Violet reached over and patted Mrs. Stanley’s hand, and received a grateful smile in return. She continued. “There is much you can do to ensure Mr. Stanley’s status is properly recognized at his funeral. Let me show you.” Laying the book open in her lap so that Mrs. Stanley could see it, Violet flipped through sections marked “Poor,” “Working Class,” and “Tradesman,” stopping just short of “Titled” to the section marked “Society.”
“Most people of your position opt for a hearse with two pairs of horses, two mourning coaches each with pairs, nineteen plumes of ostrich feathers as well as velvet coverings for the horses, eleven men as pages, coachmen with truncheons and wands, and an attendant wearing a silk hatband.”
Mrs. Stanley’s eyes grew wide. “Oh my. Is all of that necessary?”
Violet flipped backward in the book to the section marked “Tradesman.” “Please be assured, we can assist you at a variety of levels. We could pare down to a hearse with a pair and just one mourning coach, and reduce the mourning company to just eight pages and coachmen.”

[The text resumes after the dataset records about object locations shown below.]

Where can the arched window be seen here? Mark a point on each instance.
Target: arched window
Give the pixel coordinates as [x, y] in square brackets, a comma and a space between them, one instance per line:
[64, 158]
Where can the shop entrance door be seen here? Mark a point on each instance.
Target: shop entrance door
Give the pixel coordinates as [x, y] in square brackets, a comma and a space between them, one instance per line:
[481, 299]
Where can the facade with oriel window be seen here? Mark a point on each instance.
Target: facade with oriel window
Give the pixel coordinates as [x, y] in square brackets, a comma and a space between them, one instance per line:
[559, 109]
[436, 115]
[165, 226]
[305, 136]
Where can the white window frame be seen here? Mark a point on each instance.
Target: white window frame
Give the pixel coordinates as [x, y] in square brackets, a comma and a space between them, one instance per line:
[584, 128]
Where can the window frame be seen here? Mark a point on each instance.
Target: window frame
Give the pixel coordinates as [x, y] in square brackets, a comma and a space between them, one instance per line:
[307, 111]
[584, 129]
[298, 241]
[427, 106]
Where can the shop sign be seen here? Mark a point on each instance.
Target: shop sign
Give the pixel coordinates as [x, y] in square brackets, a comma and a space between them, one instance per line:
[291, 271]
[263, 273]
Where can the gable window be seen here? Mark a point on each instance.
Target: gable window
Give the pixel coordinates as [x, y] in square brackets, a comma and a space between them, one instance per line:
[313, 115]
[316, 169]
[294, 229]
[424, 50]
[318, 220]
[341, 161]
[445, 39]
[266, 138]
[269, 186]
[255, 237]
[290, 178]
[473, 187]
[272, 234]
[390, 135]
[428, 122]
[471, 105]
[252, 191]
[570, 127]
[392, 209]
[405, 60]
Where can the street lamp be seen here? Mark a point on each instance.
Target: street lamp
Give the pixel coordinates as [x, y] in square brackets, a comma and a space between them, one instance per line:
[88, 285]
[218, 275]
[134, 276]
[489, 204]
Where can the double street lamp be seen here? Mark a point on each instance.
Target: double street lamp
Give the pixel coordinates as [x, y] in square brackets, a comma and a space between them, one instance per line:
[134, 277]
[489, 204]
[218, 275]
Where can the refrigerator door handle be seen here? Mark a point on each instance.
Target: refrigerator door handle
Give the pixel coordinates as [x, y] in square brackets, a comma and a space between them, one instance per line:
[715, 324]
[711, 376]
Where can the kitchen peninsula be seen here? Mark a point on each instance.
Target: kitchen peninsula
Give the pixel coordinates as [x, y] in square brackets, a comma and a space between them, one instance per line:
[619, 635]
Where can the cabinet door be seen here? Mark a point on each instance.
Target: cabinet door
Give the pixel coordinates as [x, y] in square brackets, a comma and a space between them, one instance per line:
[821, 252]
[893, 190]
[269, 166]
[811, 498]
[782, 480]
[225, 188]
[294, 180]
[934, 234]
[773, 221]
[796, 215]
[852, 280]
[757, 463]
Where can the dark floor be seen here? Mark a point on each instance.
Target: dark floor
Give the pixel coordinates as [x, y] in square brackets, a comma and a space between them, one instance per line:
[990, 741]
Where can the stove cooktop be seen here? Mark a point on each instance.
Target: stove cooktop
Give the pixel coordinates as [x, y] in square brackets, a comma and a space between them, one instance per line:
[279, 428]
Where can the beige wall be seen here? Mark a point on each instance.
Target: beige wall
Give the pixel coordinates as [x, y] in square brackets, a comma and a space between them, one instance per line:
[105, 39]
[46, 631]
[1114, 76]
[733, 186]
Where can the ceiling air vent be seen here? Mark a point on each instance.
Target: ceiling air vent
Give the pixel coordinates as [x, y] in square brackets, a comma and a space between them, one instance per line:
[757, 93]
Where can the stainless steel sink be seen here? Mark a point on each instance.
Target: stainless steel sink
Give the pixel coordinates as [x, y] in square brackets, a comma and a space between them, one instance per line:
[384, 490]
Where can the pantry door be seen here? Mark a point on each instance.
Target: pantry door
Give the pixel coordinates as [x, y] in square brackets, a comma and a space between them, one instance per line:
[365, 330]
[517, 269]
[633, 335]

“And that is the standard for what those in the trades do?”
“Yes, madam. For a tradesman such as a railway officer or a solicitor. The cost of such a funeral is around fourteen pounds sterling.”
Mrs. Stanley frowned. “And for the other one? With all of the horses and mourners?”
“A bit more, at twenty-three pounds, ten shillings.”
“I see. That is certainly well within our abilities. It wouldn’t do for my husband to have a funeral that wasn’t worthy of him.”